As the old maxim goes, “bad facts make bad law,” although the maxim usually applies to case law, not legislation. In the data breach world, however, it is becoming more and more clear that bad breaches can lead to bad data security legislation. Case in point, the rise of state-law “reasonableness” standards in relation to substantive information security controls, as found in the newly-proposed SHIELD Act in New York. A law requiring companies to be “reasonable” in their cybersecurity practices may seem perfectly reasonable, until you realize that the only consensus one can achieve as to what a “reasonable” set of cybersecurity controls might be is that consensus on that topic is neigh impossible. Indeed, after a breach, pre-breach security practices are always seen in a negative light, such that what was reasonable before even a zero-day exploit may seem unreasonable after the exploit, depending on the circumstances of the resulting breach.
Back to the Senate, the three pending Democratic bills differ on a number of points, but one common thread is a criminal penalty for concealing a breach, specifically up to five years in federal prison for “intentionally and willfully conceal[ing] the fact of the breach.” See S. 2179, 115th Congress (proposed addition of 18 U.S.C. § 1041). Here again, a bad breach may be making bad law. Although it is unclear whether anything like the three pending Democratic bills will pass through Congress, let alone be approved by the current administration, the move toward criminalizing improper breach response is a game changer. 48 states, 3 territories, the District of Columbia, and New York City (as well as other jurisdictions around the nation) already require notification following a data breach, on pain of potential fines, investigation, injunction, and negative publicity. Adding personal criminal liability to the mix will only lead to over-reporting, or overly early reporting, which can create more harm than good.
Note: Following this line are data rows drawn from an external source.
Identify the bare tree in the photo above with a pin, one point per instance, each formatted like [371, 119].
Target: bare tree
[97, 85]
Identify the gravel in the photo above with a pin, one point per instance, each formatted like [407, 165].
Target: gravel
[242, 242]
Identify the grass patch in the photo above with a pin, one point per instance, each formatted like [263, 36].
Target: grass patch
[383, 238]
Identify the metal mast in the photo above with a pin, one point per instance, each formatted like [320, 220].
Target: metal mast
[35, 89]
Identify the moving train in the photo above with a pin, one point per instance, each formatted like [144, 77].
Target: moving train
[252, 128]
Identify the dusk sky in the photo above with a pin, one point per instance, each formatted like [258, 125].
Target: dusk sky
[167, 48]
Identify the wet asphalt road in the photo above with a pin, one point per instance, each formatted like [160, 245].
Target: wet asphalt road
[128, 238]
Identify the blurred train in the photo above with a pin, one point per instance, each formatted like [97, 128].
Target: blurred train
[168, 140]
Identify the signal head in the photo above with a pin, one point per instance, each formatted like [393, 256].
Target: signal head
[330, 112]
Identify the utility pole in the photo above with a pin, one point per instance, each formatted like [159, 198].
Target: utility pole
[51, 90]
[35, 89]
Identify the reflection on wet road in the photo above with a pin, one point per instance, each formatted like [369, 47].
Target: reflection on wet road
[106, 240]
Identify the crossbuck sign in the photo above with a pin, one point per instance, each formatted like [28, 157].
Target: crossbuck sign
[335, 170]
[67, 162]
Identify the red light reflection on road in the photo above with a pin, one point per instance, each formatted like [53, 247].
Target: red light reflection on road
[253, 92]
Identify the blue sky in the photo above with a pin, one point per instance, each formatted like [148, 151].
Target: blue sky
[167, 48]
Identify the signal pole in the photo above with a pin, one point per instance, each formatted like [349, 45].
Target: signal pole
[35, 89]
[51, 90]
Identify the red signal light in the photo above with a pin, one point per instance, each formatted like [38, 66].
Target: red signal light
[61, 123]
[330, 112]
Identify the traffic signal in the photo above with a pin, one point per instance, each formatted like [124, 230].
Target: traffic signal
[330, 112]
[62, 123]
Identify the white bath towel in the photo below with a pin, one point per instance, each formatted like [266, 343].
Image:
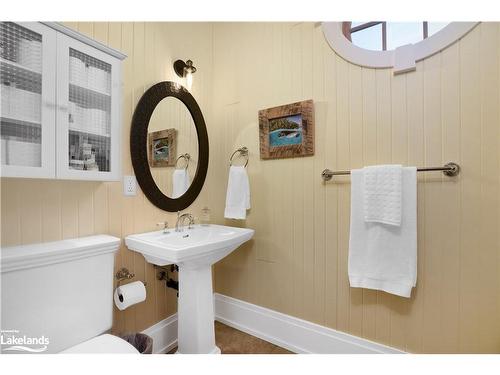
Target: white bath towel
[381, 256]
[180, 182]
[238, 193]
[382, 194]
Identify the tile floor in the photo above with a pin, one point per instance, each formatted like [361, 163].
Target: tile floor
[232, 341]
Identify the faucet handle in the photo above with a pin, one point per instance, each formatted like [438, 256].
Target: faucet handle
[164, 225]
[191, 221]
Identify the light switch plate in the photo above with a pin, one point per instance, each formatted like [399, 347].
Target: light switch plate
[129, 185]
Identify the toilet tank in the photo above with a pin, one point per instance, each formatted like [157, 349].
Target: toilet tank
[56, 294]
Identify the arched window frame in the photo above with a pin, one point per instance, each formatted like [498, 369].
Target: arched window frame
[402, 59]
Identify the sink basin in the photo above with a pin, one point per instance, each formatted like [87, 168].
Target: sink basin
[194, 251]
[199, 246]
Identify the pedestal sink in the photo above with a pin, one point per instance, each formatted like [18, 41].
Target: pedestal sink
[194, 251]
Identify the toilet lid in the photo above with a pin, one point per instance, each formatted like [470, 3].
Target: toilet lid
[102, 344]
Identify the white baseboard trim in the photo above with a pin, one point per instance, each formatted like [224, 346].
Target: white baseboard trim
[164, 334]
[294, 334]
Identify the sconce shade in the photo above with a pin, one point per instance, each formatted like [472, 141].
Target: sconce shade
[182, 68]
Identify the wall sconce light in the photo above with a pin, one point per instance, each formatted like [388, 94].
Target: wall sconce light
[185, 70]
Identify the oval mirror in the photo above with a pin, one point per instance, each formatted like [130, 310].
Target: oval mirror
[169, 146]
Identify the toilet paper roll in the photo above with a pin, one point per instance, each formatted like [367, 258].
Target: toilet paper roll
[130, 294]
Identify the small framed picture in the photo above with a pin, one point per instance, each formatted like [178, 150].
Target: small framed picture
[287, 131]
[161, 147]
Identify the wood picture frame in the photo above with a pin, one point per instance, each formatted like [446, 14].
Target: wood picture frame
[287, 131]
[162, 140]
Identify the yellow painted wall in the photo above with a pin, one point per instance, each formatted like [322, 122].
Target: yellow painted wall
[445, 111]
[48, 210]
[297, 263]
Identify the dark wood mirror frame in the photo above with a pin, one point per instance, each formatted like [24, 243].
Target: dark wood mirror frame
[139, 152]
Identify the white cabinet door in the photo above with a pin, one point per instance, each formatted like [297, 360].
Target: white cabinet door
[88, 115]
[27, 92]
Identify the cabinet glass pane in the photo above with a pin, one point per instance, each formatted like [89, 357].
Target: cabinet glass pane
[21, 95]
[89, 113]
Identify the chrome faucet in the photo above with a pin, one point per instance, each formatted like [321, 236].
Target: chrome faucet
[179, 225]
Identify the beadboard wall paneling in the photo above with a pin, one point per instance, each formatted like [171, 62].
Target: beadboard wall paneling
[447, 110]
[48, 210]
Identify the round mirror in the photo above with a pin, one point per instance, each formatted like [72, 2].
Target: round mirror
[169, 146]
[172, 147]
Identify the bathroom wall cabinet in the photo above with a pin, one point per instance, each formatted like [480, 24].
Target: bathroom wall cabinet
[60, 104]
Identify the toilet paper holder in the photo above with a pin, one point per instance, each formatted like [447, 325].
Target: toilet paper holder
[124, 274]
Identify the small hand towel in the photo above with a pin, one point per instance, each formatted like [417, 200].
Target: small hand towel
[382, 194]
[180, 182]
[238, 193]
[384, 257]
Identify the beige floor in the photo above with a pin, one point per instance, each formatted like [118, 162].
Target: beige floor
[232, 341]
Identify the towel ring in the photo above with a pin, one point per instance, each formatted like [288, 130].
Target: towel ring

Over-reporting, or overly early reporting, can lead to increased breach response costs for the breached entity. It can result in negative publicity and a precipitous loss in stock price or brand equity. It can also create confusion and upset with the individuals receiving the notice, because early in the breach response process, a fog of war surrounds the facts of what was breached, if anything, and who was affected, if anyone. Often, in the days and weeks following a suspected breach, an incident that appeared to involve widespread compromise of protected information can prove to have been more limited in scope, or an exfiltrated file can prove to have protected with strong encryption, which provides a safe harbor from notification under the various state-law reporting requirements that may apply.
But with the sword of prosecution and prison hanging over the heads of everyone in an organization, from the server room to the board room, we could see more knee-jerk notification, with disastrous results. Certainly, someone should be held to account for concealing a breach. In the court of public opinion, we are - - perhaps rightly - - quick to judge, based on the sensationalist reporting we see on the subject. Indeed, a truism for 2017 has been that nothing opens the nightly news more poignantly, or leads to more clicks on-line, than a juicy story about a major corporation (or government entity) falling down in relation to breach response. But when lawmakers begin proposing jail time for potentially any employee involved in breach response, a more circumspect approach may be warranted.